As vaccination rolls out among adults, it is not surprising that children make up a greater proportion of those affected. In the United States, a year ago children made up 3% of cases; now the American Academy of Paediatrics says that proportion is 22.4%, in part because of a loosening of restrictions and school activities returning to normal. It could also be that the mammoth task of responding to the pandemic when it first started meant that data on children was not being collected as rigorously, as they seemed to be least at risk.

So does this mean that kids need to be vaccinated? The first clinical trials in young children are about to start, and Singapore is planning to vaccinate children as soon as regulatory approval is given. Early trial results indicate that children aged 12–15 years given two doses of the Pfizer–BioNTech vaccine produced much higher levels of antibodies than those aged 16–25 years.

However, WHO has called on high-income countries to share doses with lower-income countries before vaccinating children and adolescents.

Greater risks from poor access to healthcare

COVID-19 has devastated Brazil, where 2,200 children under five years have died since the start of the pandemic - a far higher figure than in the United States, for example. The Brazil variant of COVID-19 also seems to be severely affecting pregnant women, meaning they can give birth to stillborn children or babies infected with COVID-19.

study published in the Pediatric Infectious Disease Journal earlier this year showed that children in Brazil and four other Latin American countries had more severe forms of COVID-19 and more cases of multisystem inflammatory syndrome (MIS-C), an extreme condition in which organs such as the heart, lungs, kidneys and brain can become inflamed. Latin American children seemed to suffer from this far more frequently than children in China, Europe and North America.

But inadequate access to healthcare in Brazil is a significant risk factor for children who are often being diagnosed too late. In remote parts of the country, it may take several days to get to a hospital, by which time their illness has progressed so far that they need critical care. Even when they get there beds can be in short supply, with a health system utterly overwhelmed by the pandemic. And it is the poorest, most vulnerable children who are worst affected, which is exacerbating the social inequalities that already exist.

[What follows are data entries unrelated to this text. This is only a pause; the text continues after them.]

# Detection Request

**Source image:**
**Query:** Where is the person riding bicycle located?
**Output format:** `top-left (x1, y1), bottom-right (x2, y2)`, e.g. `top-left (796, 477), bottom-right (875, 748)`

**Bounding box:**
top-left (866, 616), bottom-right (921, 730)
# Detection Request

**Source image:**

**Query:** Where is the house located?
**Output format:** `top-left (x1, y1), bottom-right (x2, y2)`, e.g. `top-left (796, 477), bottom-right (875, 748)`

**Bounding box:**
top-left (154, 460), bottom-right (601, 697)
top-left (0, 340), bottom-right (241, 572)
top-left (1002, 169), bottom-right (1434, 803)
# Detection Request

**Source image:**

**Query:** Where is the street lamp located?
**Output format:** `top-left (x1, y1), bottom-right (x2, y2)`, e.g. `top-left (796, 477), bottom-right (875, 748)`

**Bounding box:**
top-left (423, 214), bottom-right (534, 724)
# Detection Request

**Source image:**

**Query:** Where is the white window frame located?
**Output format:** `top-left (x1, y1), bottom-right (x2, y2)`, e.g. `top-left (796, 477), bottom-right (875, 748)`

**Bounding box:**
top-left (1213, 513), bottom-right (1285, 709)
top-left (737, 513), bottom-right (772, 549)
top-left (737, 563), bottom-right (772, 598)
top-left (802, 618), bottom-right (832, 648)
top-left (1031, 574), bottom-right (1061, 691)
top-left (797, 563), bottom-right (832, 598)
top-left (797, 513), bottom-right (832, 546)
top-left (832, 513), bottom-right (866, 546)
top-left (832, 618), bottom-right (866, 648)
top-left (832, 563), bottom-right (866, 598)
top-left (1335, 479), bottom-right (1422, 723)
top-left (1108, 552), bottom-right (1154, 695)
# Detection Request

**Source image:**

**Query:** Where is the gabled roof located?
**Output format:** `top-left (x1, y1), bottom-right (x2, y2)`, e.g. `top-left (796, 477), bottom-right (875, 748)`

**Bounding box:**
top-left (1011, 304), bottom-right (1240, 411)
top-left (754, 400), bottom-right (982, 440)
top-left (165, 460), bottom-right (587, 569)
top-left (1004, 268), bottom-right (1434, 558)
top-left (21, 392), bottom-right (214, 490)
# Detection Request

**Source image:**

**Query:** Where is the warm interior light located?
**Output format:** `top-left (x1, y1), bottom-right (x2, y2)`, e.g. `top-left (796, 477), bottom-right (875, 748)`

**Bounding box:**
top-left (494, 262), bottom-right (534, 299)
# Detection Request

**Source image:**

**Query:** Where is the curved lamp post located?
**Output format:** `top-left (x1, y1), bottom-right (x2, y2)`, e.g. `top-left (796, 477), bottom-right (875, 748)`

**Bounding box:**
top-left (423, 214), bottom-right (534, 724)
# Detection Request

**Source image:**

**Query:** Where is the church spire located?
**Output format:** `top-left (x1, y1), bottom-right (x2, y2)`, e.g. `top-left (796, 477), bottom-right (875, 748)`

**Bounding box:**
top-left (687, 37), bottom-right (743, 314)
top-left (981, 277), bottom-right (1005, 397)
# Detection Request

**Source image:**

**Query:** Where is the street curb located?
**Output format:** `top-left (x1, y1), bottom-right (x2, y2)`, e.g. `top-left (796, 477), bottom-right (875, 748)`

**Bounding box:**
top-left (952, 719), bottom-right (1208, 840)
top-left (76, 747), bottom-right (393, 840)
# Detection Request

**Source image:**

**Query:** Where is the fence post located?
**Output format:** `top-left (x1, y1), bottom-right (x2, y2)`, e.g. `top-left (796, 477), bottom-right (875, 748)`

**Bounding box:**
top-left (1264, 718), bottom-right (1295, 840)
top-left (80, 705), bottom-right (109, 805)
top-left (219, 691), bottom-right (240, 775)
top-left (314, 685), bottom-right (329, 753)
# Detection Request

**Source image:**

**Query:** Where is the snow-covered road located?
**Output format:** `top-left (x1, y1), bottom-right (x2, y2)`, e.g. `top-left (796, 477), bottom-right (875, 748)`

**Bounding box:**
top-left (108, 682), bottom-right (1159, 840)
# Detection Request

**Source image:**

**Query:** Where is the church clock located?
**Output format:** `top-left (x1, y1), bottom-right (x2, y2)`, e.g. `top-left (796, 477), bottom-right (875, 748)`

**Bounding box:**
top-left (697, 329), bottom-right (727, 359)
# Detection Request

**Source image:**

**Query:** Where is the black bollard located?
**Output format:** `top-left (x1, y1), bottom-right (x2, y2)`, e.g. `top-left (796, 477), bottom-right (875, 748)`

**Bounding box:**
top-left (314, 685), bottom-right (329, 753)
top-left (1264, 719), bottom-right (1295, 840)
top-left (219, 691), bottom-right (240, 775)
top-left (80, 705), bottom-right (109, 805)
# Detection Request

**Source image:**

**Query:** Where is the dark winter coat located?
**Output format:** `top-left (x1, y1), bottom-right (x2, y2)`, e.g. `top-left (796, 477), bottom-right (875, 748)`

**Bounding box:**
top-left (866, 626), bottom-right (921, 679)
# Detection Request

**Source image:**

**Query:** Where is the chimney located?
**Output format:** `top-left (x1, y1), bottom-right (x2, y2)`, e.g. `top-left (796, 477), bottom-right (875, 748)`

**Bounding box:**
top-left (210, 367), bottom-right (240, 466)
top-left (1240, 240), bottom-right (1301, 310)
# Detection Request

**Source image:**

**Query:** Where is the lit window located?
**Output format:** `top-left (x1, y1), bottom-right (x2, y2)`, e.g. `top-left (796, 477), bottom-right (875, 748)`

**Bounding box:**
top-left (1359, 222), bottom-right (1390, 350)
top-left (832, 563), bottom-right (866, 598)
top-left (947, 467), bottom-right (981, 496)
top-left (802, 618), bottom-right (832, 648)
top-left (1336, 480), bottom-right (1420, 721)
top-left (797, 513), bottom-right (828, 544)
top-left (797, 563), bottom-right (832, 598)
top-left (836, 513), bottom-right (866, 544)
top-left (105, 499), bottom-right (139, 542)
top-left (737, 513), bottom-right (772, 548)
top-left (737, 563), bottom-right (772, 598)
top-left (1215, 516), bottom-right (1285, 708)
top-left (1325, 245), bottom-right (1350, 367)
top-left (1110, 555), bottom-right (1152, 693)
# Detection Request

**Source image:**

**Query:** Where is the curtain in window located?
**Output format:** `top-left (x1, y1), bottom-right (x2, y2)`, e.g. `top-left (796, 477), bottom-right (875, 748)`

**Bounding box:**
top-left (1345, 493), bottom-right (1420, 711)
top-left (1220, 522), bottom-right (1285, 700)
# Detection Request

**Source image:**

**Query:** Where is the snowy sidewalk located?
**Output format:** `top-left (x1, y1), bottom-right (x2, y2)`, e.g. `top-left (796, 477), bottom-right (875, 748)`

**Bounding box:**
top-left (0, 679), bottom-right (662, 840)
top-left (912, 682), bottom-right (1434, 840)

The legacy of the pandemic’s effect on children

UNICEF has warned that despite children being increasingly affected by COVID-19, the indirect effects of the pandemic are just as devastating.

Children in lower income countries are likely to suffer on just about every indicator. Social and economic disruption has pushed the numbers of child marriages up, says UNICEF, as families struggle to cope – the number of children living in monetary poor households rose by about 140 million by the end of 2020.

Estimates suggest that around 6–7 million children under five could suffer from acute malnutrition, which would mean more than 10,000 additional child deaths a month, mostly in sub-Saharan Africa and South Asia. There has also been a 40 per cent decline in nutrition services for children and women. In Brazil, for instance, a hunger pandemic is happening alongside COVID-19 and nearly 20 million people are starving or facing food insecurity, double the number from 2018.

As of November 2020, more than 94 million people were at risk of missing vaccines due to paused measles campaigns in 26 countries. Given that nearly 10 million ‘zero-dose’ children have not yet been reached with even a single dose of basic vaccinations in Gavi-supported countries, this set-back in immunisations puts even more vulnerable children at risk.